Friday, April 30, 2010

Perspectives!

In the past I have shared a little about the cultural differences of home in the United States and home in Peru; North America and South America. It’s not a surprise, is it? For those who have travelled outside your home town, even in the states there are cultural differences in the various sections of the ‘united’ states. I realize life is pretty much the same no matter where I am living, the cultures maybe different, and my perspective changes on many things to provide myself with the comforts of home – where ever that may be!

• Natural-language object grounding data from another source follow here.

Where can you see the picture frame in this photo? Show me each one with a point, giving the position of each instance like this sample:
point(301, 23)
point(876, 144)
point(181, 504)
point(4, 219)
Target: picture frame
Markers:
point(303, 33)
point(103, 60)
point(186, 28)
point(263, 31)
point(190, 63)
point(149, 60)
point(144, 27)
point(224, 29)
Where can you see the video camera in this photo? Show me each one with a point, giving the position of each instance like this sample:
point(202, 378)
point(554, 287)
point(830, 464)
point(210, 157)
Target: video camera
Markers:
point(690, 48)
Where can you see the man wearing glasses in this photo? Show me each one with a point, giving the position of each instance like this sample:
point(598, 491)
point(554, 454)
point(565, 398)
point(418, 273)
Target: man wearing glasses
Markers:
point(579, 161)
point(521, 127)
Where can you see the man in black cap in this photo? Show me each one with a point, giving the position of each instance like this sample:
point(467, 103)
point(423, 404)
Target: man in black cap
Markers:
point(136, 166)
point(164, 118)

Today I was glad to have the time to sit down with a “Good Housekeeping” magazine my daughter Cheryl had saved for me. She knew of my longing for reading in English and thought some back issues of magazines would help fill the bill, so I brought several of them back to San Juan de Lurigancho with me. It was interesting that I chose a Christmas issue because it’s filled with great ideas for decorating and cooking. I made a fresh cup of coffee, kicked off the shoes, and plopped down on the sofa with the magazine. It wasn’t long until I found myself to be a little disappointed.

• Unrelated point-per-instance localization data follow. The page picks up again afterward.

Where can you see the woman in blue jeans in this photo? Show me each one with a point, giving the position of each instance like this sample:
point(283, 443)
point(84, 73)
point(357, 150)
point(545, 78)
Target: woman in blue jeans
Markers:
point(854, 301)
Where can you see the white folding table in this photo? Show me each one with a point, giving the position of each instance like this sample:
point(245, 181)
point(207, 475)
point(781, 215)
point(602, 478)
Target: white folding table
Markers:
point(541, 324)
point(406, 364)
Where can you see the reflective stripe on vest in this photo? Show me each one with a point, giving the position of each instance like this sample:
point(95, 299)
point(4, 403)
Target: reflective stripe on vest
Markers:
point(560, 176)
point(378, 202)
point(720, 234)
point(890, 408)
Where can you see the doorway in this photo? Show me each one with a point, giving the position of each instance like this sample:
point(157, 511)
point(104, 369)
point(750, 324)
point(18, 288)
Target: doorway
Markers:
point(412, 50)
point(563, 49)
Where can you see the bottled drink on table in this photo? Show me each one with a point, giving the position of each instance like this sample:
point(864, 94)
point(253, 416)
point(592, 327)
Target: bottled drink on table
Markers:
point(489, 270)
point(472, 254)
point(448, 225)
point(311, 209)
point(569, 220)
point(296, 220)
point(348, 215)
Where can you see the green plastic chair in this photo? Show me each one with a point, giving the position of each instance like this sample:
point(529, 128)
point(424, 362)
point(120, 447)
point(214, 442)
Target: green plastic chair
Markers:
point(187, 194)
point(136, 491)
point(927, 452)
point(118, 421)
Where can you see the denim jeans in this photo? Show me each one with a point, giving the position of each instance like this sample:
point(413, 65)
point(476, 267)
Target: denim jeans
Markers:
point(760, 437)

You see, the magazine has great ideas, but the resources are not available here in San Juan de Lurigancho. I can’t run out to pick up the necessary supplies and certainly don’t have them here in the apartment. Haven’t collected that much surplus during the past year, and don’t have any place to store it anyway! The recipes looked tasty and tempting. But again, finding the ingredients is next to impossible. I did enjoy reading, and using my imagination, when I scanned the section on homemade soups – those are some of my favorites! The problem is, even the basic stock is unavailable, so when I make “home made” here, there’s no taking any shortcuts!

My perspective has changed and I didn’t realize it! What I thought I wanted (a little bit of home as I knew it) is not what I really want. I thought I knew what I wanted. Maybe I don’t. What I want is to bring that home to this home! With the lack of resources it makes it a little more difficult, and possibly not probable. This home is NOT that home. All this pondering makes me think of the verses which describe us often…They have absolutely nothing (nada!) to do with magazines, decorating or cooking. But I sat on the sofa and my thoughts ran to Romans, so I looked up the verses and want to share them with you.

Romans 7:15-21 I do not understand what I do. For what I want to do I do not do, but what I hate I do. And if I do what I do not want to do, I agree that the law is good. As it is, it is no longer I myself who do it, but it is sin living in me. I know that nothing good lives in me, that is, in my sinful nature. I have the desire to do what is good but I cannot carry it out. For what I do is not the good I want to do; no, the evil I do not want to do—this I keep on doing. Now if I do what I do not want to do, it is no longer I who do it, but it is sin living in me that does it.

Just another day’s experience where I am reminded of the scriptures and how relevant they are!